Bay Area Rapid Transit (BART), the train and bus authority in the San Francisco Bay Area, is installing hand sanitizer dispensers at each of its 48 stations, the general manager said in a recent board meeting. While six Bay Area counties implement a “shelter in place” order for the next three weeks, BART says it plans to continue regular service while increasing disinfection of the trains and allowing for riders to maintain social distancing on platforms and in train cars.
WMATA, the public transit authority servicing the Washington, D.C., area, has stepped up cleaning and cut back train service as part of its pandemic response.
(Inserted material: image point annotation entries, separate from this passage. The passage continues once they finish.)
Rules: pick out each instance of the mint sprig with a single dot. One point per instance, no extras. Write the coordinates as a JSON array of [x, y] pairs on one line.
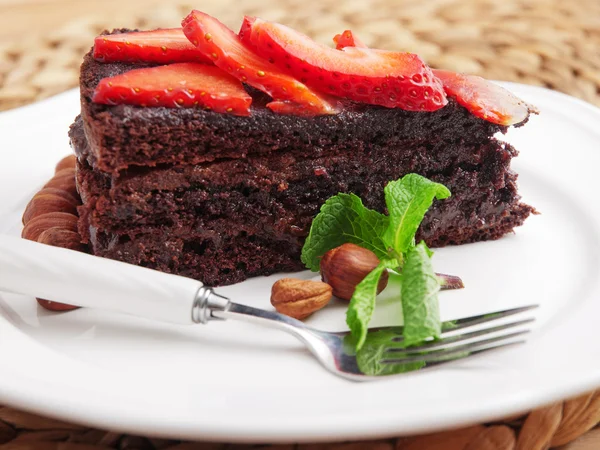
[[362, 302], [343, 218], [407, 200], [419, 290]]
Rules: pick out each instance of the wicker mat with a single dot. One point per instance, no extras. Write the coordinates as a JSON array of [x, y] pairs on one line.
[[550, 43]]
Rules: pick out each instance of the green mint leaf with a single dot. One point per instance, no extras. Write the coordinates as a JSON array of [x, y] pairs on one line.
[[419, 291], [343, 218], [362, 303], [407, 200], [372, 354]]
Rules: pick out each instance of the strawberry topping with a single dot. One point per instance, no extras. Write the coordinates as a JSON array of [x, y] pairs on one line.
[[483, 98], [174, 86], [246, 29], [346, 39], [392, 79], [162, 46], [229, 53]]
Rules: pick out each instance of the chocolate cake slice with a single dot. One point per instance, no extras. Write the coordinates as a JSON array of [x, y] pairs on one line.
[[221, 198]]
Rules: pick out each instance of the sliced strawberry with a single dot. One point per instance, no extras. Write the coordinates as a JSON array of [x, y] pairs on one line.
[[174, 86], [228, 52], [346, 39], [483, 98], [246, 29], [379, 77], [162, 46]]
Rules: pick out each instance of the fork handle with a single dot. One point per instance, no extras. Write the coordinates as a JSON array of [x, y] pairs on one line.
[[80, 279]]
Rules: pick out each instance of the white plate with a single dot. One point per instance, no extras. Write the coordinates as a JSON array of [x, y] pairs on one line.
[[236, 382]]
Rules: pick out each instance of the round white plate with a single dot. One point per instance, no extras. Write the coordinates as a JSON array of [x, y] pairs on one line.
[[237, 382]]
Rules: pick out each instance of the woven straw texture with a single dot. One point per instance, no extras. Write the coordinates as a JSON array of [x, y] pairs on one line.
[[550, 43]]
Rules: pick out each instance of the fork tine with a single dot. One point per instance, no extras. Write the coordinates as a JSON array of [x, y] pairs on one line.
[[458, 338], [459, 324], [455, 352], [476, 352]]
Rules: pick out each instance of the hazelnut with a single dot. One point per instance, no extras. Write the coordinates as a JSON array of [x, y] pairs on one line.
[[347, 265], [299, 298], [59, 237], [68, 162], [43, 203], [64, 179], [43, 222], [75, 200]]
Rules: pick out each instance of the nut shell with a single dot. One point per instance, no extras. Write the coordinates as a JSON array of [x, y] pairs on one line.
[[299, 298], [344, 267], [55, 306]]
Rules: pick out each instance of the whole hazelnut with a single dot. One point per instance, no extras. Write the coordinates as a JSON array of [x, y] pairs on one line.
[[299, 298], [347, 265]]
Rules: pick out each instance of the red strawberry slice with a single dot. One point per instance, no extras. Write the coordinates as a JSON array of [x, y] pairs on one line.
[[246, 29], [228, 52], [162, 46], [176, 85], [378, 77], [346, 39], [483, 98]]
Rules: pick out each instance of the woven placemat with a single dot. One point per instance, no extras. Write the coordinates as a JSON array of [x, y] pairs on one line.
[[543, 42], [549, 43]]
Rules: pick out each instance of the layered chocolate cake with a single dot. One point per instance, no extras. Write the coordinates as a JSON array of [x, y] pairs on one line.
[[221, 197]]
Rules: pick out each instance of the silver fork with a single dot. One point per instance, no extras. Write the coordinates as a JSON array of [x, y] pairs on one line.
[[80, 279], [383, 353]]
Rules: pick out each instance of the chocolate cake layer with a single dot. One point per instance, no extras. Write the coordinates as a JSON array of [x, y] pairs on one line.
[[179, 218], [123, 135], [222, 198]]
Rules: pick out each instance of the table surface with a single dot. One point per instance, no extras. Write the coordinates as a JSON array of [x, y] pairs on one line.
[[543, 42]]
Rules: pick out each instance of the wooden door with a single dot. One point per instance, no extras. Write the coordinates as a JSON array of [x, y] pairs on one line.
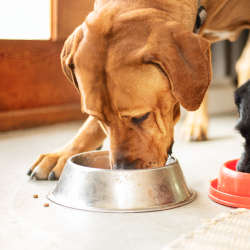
[[33, 88]]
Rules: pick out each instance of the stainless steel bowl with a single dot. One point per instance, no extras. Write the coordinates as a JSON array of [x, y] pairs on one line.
[[88, 183]]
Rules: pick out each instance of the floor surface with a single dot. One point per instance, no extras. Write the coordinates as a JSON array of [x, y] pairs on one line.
[[26, 224]]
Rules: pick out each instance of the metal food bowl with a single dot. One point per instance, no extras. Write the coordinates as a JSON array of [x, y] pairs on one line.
[[88, 183]]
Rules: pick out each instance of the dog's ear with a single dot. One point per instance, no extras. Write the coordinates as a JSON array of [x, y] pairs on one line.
[[185, 58], [67, 55]]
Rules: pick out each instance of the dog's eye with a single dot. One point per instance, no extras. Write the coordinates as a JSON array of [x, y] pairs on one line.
[[138, 120]]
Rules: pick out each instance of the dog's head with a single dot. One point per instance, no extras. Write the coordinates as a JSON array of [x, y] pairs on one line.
[[133, 71], [242, 101]]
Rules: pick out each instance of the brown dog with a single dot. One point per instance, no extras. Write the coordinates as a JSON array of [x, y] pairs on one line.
[[134, 63]]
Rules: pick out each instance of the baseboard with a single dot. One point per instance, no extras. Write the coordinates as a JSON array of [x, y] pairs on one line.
[[27, 118]]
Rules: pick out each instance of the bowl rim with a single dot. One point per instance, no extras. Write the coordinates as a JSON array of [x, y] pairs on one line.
[[175, 162]]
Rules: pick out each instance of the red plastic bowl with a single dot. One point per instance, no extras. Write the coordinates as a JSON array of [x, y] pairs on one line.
[[232, 188]]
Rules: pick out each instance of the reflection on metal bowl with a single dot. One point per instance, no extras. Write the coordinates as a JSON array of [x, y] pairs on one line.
[[88, 183]]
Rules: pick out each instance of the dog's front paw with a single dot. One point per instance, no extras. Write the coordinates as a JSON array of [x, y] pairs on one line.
[[195, 127], [48, 166]]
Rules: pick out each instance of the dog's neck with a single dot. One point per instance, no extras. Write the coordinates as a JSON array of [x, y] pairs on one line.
[[184, 11]]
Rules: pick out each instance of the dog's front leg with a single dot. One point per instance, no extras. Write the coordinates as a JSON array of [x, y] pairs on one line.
[[49, 166], [243, 64], [195, 126]]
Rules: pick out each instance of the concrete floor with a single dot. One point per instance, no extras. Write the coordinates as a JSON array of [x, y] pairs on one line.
[[26, 224]]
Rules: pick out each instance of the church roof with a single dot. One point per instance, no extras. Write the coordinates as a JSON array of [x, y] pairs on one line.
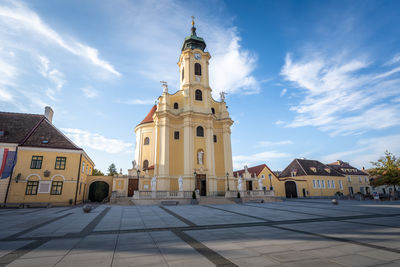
[[149, 117], [193, 41]]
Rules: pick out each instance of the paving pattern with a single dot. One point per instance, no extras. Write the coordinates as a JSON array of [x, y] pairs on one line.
[[288, 233]]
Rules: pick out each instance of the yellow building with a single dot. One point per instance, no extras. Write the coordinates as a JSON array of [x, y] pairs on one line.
[[356, 180], [186, 134], [311, 178], [50, 168]]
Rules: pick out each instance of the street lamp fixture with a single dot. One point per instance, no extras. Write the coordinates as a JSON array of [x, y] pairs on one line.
[[227, 180]]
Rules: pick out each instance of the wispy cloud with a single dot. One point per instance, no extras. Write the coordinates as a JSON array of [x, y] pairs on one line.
[[24, 21], [367, 150], [258, 158], [136, 102], [275, 143], [342, 96], [231, 65], [90, 92], [96, 141]]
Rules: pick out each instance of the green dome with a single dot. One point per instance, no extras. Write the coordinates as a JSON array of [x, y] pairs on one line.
[[193, 41]]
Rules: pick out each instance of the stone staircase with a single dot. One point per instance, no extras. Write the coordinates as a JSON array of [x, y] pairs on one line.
[[215, 200]]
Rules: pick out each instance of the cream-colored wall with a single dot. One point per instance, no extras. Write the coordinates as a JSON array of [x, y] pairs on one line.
[[69, 176]]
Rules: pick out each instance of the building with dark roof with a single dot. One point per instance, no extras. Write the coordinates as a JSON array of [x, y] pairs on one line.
[[49, 167], [357, 180], [311, 178]]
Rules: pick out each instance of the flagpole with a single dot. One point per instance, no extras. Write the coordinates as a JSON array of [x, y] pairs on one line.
[[12, 171]]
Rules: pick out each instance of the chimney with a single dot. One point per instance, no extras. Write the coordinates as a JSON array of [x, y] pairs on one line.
[[48, 113]]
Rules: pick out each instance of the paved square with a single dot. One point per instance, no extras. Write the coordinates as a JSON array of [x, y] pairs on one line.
[[288, 233]]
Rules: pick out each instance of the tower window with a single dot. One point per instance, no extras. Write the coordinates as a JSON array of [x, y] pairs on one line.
[[146, 141], [199, 95], [197, 69], [145, 164], [176, 135], [200, 131]]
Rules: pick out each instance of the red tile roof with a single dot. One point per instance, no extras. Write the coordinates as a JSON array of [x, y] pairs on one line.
[[252, 170], [149, 117]]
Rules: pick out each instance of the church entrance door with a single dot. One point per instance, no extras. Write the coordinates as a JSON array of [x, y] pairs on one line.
[[201, 184], [132, 186]]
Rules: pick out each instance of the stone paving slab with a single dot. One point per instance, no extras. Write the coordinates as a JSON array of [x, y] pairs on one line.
[[205, 235]]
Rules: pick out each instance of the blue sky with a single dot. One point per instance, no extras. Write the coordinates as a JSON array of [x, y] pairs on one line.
[[313, 79]]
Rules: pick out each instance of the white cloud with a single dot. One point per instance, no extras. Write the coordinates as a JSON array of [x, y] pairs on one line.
[[98, 142], [393, 60], [136, 102], [276, 143], [90, 92], [258, 158], [231, 65], [342, 96], [367, 150], [18, 18]]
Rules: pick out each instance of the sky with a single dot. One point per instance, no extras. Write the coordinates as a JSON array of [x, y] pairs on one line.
[[312, 79]]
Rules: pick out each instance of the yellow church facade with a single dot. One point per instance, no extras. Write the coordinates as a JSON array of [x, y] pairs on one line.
[[184, 143]]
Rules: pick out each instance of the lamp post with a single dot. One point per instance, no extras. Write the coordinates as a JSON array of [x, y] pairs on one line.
[[270, 182], [227, 180], [138, 173]]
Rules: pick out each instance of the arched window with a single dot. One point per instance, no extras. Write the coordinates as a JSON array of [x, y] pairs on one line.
[[199, 95], [200, 131], [197, 69], [145, 164], [147, 141]]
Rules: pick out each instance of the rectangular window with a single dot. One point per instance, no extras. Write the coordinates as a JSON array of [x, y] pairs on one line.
[[176, 135], [31, 188], [36, 162], [56, 188], [60, 163]]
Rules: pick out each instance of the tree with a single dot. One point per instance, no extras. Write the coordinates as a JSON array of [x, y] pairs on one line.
[[97, 172], [112, 170], [386, 171]]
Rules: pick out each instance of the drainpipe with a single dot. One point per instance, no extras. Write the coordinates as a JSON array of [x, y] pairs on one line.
[[9, 181], [79, 177]]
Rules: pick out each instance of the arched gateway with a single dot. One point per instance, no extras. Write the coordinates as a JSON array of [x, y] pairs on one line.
[[291, 189]]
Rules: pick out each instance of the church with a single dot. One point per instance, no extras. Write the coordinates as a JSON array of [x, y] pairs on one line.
[[184, 142]]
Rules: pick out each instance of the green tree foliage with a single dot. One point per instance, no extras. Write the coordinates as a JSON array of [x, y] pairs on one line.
[[386, 171], [97, 172], [112, 170]]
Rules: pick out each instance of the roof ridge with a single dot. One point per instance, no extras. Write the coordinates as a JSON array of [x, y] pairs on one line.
[[32, 130]]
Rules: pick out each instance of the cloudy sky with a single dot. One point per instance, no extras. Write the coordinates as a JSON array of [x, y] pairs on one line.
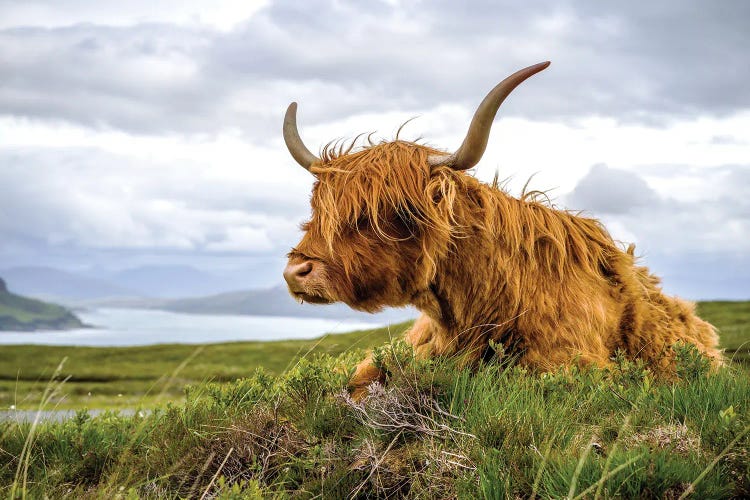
[[148, 132]]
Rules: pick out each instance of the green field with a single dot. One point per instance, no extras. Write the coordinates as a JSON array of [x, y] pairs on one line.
[[117, 377], [434, 431]]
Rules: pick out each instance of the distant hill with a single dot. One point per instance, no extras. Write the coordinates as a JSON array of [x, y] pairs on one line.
[[24, 314], [171, 281], [275, 302], [54, 284], [151, 281]]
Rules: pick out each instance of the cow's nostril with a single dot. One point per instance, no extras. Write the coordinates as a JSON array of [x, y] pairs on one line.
[[304, 269]]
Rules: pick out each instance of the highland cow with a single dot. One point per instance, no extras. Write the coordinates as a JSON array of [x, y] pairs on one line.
[[399, 223]]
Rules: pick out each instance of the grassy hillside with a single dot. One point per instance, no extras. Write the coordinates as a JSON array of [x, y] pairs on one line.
[[112, 377], [21, 313], [435, 431]]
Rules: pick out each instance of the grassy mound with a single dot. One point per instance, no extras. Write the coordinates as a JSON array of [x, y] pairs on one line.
[[127, 377], [434, 431]]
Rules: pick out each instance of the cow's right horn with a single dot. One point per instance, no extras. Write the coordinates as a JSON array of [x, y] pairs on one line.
[[294, 143], [475, 143]]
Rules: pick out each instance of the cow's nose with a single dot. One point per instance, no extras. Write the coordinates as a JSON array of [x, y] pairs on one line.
[[294, 274]]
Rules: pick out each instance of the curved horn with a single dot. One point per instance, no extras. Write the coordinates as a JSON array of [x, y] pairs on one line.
[[293, 141], [475, 143]]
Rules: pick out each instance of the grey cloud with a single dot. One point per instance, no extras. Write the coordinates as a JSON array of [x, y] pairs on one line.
[[89, 198], [699, 247], [647, 64], [612, 191]]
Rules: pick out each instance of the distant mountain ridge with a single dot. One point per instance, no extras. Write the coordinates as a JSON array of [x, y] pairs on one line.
[[179, 289], [19, 313], [50, 283], [154, 281], [276, 301]]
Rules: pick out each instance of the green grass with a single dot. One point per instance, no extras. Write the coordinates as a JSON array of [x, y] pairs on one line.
[[125, 377], [434, 431]]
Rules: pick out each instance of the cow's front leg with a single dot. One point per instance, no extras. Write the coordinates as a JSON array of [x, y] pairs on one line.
[[424, 338], [365, 374]]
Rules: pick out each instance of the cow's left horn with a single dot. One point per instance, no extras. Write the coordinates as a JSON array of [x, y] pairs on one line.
[[293, 141], [475, 143]]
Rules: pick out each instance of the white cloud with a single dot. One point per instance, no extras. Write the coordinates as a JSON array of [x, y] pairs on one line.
[[218, 14]]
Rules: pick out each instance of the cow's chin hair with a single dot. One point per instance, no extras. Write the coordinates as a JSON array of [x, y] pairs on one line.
[[313, 299]]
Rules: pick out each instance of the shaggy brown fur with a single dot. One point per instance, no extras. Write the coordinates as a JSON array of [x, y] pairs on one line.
[[387, 229]]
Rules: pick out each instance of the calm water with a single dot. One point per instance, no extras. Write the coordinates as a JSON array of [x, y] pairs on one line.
[[122, 327]]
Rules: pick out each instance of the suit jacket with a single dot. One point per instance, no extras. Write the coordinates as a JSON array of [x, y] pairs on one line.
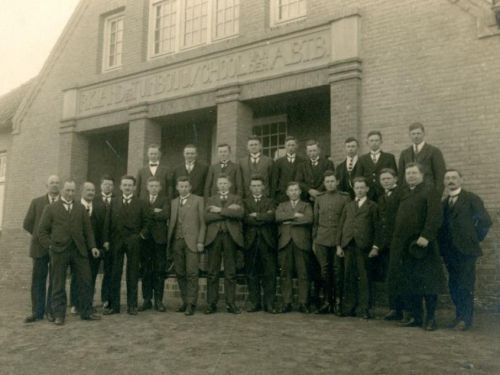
[[158, 222], [231, 218], [31, 223], [59, 228], [345, 178], [197, 178], [370, 170], [232, 170], [465, 225], [432, 160], [328, 208], [283, 173], [195, 230], [311, 177], [123, 222], [264, 168], [358, 224], [144, 173], [294, 229], [263, 224]]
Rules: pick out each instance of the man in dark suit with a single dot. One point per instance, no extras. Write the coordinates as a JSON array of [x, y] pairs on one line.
[[154, 249], [223, 215], [466, 223], [186, 237], [126, 225], [388, 204], [355, 242], [256, 164], [260, 247], [154, 169], [430, 157], [66, 231], [310, 173], [328, 209], [349, 168], [40, 297], [294, 218], [226, 167], [97, 214], [285, 169], [373, 162], [194, 169]]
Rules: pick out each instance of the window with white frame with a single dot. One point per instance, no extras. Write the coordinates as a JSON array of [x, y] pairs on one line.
[[180, 24], [287, 10], [272, 132], [113, 42]]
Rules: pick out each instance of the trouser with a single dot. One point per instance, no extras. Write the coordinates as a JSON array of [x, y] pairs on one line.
[[222, 247], [40, 295], [130, 248], [461, 282], [331, 273], [186, 264], [260, 262], [358, 288], [59, 263], [154, 261], [415, 306], [293, 258], [73, 289]]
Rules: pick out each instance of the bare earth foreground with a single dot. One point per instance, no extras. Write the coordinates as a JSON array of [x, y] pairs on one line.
[[257, 343]]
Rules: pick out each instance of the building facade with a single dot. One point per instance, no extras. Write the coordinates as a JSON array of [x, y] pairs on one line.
[[127, 73]]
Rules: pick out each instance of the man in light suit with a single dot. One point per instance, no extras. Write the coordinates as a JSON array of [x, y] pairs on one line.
[[186, 237], [465, 224], [226, 167], [194, 169], [294, 218], [40, 297], [256, 164], [428, 156], [66, 231], [223, 216], [371, 163], [154, 169]]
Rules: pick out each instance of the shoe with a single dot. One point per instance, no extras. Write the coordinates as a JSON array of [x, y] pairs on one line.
[[431, 325], [91, 317], [393, 315], [132, 310], [159, 306], [287, 307], [303, 308], [189, 310], [232, 308], [146, 305], [110, 311], [181, 308]]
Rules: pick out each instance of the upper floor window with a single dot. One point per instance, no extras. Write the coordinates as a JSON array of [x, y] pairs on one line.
[[113, 42], [287, 10], [180, 24]]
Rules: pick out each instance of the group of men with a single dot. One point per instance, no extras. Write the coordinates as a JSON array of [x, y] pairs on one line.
[[338, 230]]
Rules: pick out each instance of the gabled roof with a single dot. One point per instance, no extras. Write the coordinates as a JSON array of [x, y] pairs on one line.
[[10, 102]]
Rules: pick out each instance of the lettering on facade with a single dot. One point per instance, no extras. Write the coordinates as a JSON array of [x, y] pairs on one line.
[[274, 58]]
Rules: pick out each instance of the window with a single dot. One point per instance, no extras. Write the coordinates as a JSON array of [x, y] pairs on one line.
[[180, 24], [113, 42], [272, 132], [287, 10]]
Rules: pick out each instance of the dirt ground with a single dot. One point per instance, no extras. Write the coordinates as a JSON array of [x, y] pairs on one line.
[[250, 343]]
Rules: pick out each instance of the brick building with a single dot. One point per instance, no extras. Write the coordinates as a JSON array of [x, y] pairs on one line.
[[126, 73]]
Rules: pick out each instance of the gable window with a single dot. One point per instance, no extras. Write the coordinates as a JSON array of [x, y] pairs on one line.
[[113, 42], [287, 10]]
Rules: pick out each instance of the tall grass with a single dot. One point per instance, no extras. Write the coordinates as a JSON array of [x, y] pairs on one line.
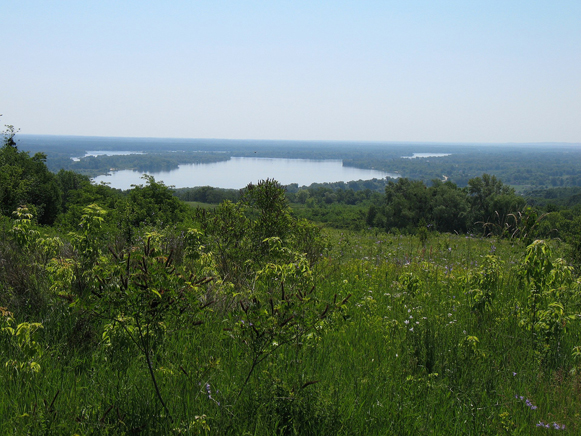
[[412, 352]]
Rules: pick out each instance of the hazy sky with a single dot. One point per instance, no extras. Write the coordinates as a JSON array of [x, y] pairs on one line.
[[457, 71]]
Gyms and workout classes — if they haven’t closed — are notifying members that they are cleaning handles and flat surfaces in common areas, moving equipment and workstations to create more space among clients and adding time to workout classes to ensure that every piece of equipment that is touched is wiped down after use.
Even Lime, an electric scooter rental company, sent an email to customers suggesting they consider disinfecting scooter handles before riding. The company also said on their website that it increased the number of times they clean and disinfect their scooters.
Cleaning may need to be geared to specific surfaces, Lopman said.
The coronavirus appears to live on surfaces for hours and perhaps up to days, CDC stated on its website. Still, the agency said it has not documented any cases of COVID-19 from a person touching a contaminated area. The virus appears to be spreading more often from person to person through droplets produced when someone coughs or sneezes.
Consumers should read the directions on cleaning products for information about how long it needs to be in contact with germs in order to work effectively. If those instructions list a time range, “you should use the longest contact time specified on the product label,” said Komal Jain, executive director of the Center for Biocide Chemistries at the American Chemistry Council.
If traditional cleaning products are in short supply in your area, there are other ways to prevent the spread of germs, said Hoffmann. Hydrogen peroxide can be used to clean surfaces. Soap and water, using some “elbow grease,” or a washing machine can remove germs as well, she said.
Items can also be taken outside and placed in the sun.
“Viruses don’t like UV light,” she said. “They don’t like sunshine.”